Ekranlarda görüyoruz... Ak Parti'ye oy verenler, açık açık: "Oy verdim. Hâlâ vicdanım kanıyor Elim kırılsaydı da oy atmasaydım... Ülke battı, gidiyor... Ne olacak daha... Türkiye bitti kardeşim, gidin marketlere, manavlara bakın... Ne adalet, ne de demokrasi diye bir şey kalmadı ülkemizde..." diyorlar.

"Yandaş" ekranlarda bile pazara çıkıp halka sorma ihtiyacı duyuyorlar. Mutlu olacağı düşünülen insanlara mikrofon uzatıldığında, "Bakın şu fiyatlara!..." diyorlar. Arkasından gelen sözleri biliyorsunuz.  

Ak Parti yönetimi "Nerede hata yaptık?" sorusunu kendisine hiçbir surette sormuyor.

"Tepe"nin, etrafına güvensizliği o kadar fazla ki, "para musluğu"nun başına kendi damadını getiriyor. Damat bilir veya bilmez tartışması değil bu. Aşiretçi, cemaatçi zihniyetin açacağı yaradan bahsediyorum. Belki "damat" çok derin bilgi ve tecrübeye sahiptir. O ayrı. Zaten yanındaki insan. Her zaman istifade eder. Ama "musluk" oğul mesabesindeki damadın eline bırakılınca, tartışmanın önünü alamazsınız.

Bir parti başkanı tartışmaya yol açacak hareketlerden, tasarruflardan kaçınmalıdır. 82 milyon içinde adam kıtlığı mı var?! Kendi partisi içinde mutlaka "ehil" birini bulurdu.

Kaç gündür ortalık çalkalanıyor. "Kavakçı" soyadını taşıyan insanların ailece "Saray"da istihdamları İslâmî kriterlere ne derece uygun! Daha nice böyle "aşiret" bağlıları var! Cahiliye Dönemi'nde bile bu kadarı yoktu!

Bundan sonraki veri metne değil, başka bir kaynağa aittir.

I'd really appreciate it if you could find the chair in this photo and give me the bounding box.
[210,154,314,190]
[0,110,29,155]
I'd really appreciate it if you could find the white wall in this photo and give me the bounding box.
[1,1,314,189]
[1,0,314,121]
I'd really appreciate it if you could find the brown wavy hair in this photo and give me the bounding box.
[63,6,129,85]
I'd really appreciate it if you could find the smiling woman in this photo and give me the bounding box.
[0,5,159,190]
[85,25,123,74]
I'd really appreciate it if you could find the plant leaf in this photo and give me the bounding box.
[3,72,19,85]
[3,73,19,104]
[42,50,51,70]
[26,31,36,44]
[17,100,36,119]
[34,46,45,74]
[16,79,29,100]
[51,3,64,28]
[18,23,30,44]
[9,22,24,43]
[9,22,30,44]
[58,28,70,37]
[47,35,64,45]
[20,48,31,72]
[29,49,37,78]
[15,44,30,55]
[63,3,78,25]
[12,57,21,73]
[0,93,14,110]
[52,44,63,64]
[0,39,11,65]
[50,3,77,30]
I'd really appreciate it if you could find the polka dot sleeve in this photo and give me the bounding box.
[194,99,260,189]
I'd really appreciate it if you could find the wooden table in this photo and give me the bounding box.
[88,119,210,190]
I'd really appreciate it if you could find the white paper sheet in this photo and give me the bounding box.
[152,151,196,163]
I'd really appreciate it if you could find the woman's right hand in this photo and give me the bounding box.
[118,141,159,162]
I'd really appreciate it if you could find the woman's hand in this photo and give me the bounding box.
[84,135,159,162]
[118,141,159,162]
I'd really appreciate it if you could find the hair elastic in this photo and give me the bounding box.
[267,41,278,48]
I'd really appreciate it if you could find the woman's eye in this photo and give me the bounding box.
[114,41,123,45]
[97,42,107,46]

Aşiretçi zihniyet, İslâmda asırlardır bitmeyen tartışmalara yol açmıştır. Hz. Osman, 12 yıllık hilafetinin, altı yılında herkesi kucaklarken, son altı yılı ise aşiretini gözetmekle geçmiştir. Her yere kendi kabilesinden insanları yerleştirince tartışma büyümüş; istenmeyen, İslâmda kabulü asla mümkün olmayan bir neticeye varmıştır. Ve bu tartışmanın devamı, Hz. Ali'nin akıbetidir!

İslâmî hassasiyetlerin olduğunu her fırsatta dile getiren yönetim için tarihe atıfta bulunmak zait aslında. Hatayı, yönetimde değil; "fetvacılar"ında aramalıyız. Bir Allah'ın kulu çıkıp da "Durun! Yanlış yapıyorsunuz!" demiyor.

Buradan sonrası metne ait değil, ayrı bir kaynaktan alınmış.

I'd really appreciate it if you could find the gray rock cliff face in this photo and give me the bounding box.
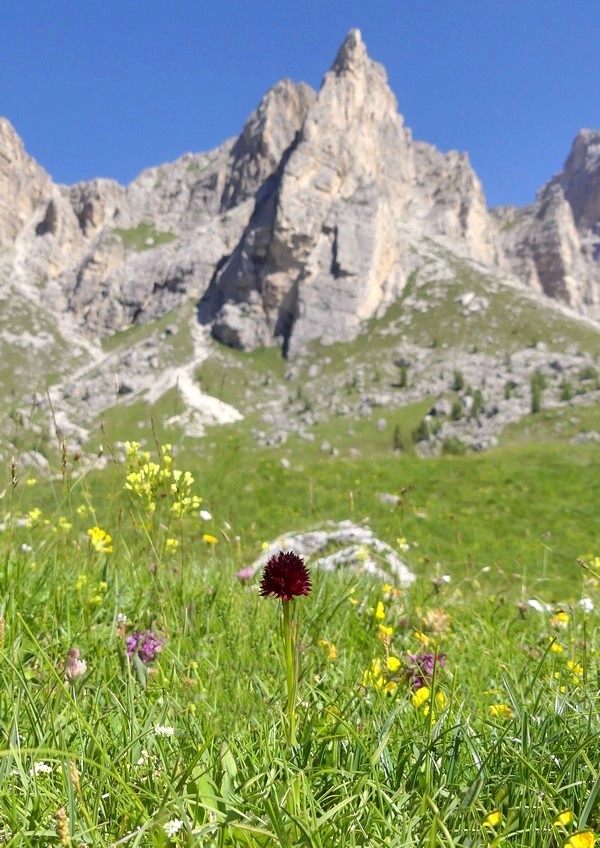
[220,79,316,211]
[558,130,600,232]
[201,29,502,354]
[0,32,599,354]
[0,78,317,338]
[0,117,54,248]
[494,131,600,319]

Böyle keyfî hareketler "İslâmcı anlayışlarına" zarar verir noktaya gelince, birileri elbette "Dava nereye götürülüyor!" diyeceklerdir.

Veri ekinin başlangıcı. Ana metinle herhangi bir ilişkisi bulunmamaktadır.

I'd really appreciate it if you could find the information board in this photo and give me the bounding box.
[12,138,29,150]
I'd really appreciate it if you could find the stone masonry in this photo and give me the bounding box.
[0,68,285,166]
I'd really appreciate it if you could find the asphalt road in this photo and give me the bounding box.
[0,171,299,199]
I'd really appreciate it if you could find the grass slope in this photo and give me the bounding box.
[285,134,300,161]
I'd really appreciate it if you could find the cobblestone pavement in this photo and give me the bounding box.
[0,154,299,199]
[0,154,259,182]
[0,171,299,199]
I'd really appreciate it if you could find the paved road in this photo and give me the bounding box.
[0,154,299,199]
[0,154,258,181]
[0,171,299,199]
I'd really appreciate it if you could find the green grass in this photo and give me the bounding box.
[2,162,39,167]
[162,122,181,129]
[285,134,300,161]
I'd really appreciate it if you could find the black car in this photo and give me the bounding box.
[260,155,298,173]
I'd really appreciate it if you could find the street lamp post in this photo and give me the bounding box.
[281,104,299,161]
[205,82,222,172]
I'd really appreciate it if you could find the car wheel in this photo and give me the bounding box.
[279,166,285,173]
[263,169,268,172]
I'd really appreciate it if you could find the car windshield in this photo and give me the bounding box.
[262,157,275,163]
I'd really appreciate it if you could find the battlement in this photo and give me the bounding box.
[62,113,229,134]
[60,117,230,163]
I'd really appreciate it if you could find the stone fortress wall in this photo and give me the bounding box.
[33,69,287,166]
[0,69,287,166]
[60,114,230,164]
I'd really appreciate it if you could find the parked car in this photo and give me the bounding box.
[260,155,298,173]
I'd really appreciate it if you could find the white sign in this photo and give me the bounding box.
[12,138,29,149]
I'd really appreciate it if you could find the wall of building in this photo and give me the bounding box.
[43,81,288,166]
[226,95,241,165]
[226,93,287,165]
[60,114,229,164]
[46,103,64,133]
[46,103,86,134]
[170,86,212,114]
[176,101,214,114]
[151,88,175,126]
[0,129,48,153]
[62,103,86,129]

Bir huruçtan bahsediliyor. "Yandaşlar içi" bir muhalif gazete varlığını -her engele rağmen- sürdürebiliyorsa ve bir tarafta "Millî Görüş"ü temsil eden Saadet Partisi hâlâ "Ben buradayım!" diyebiliyorsa bir şeylerin değişeceği muhakkaktır. Piar Araştırma Başkanı Kadir Atalay'ın şu analizini yabana atamayız:

"[İç muhalefet] AK Parti'nin yerel seçimlere kadar doğal yıpranma yaşayacağını, bir kısım seçmeninin zaten kopmuş olacağını öngörüyorlar. İkinci olarak; seçim öncesi girilen 'seçim ekonomisi'nin etkilerinin 1 Nisan'dan itibaren, bugüne kadar hiç yaşanmamış gerçek bir ekonomik çöküş yaratacağını biliyorlar. Yani; 'Erdoğan başarısız' sözünü kendilerinin değil, seçmenin söyleyeceği ânı bekliyorlar. İşte o gün önce Saadet Partisi'nin ismini değiştirecekler... Yeni iktidar partisi kurulmuş olacak. Meclis dağılımı değişecek, Erdoğan topal ördek olacak."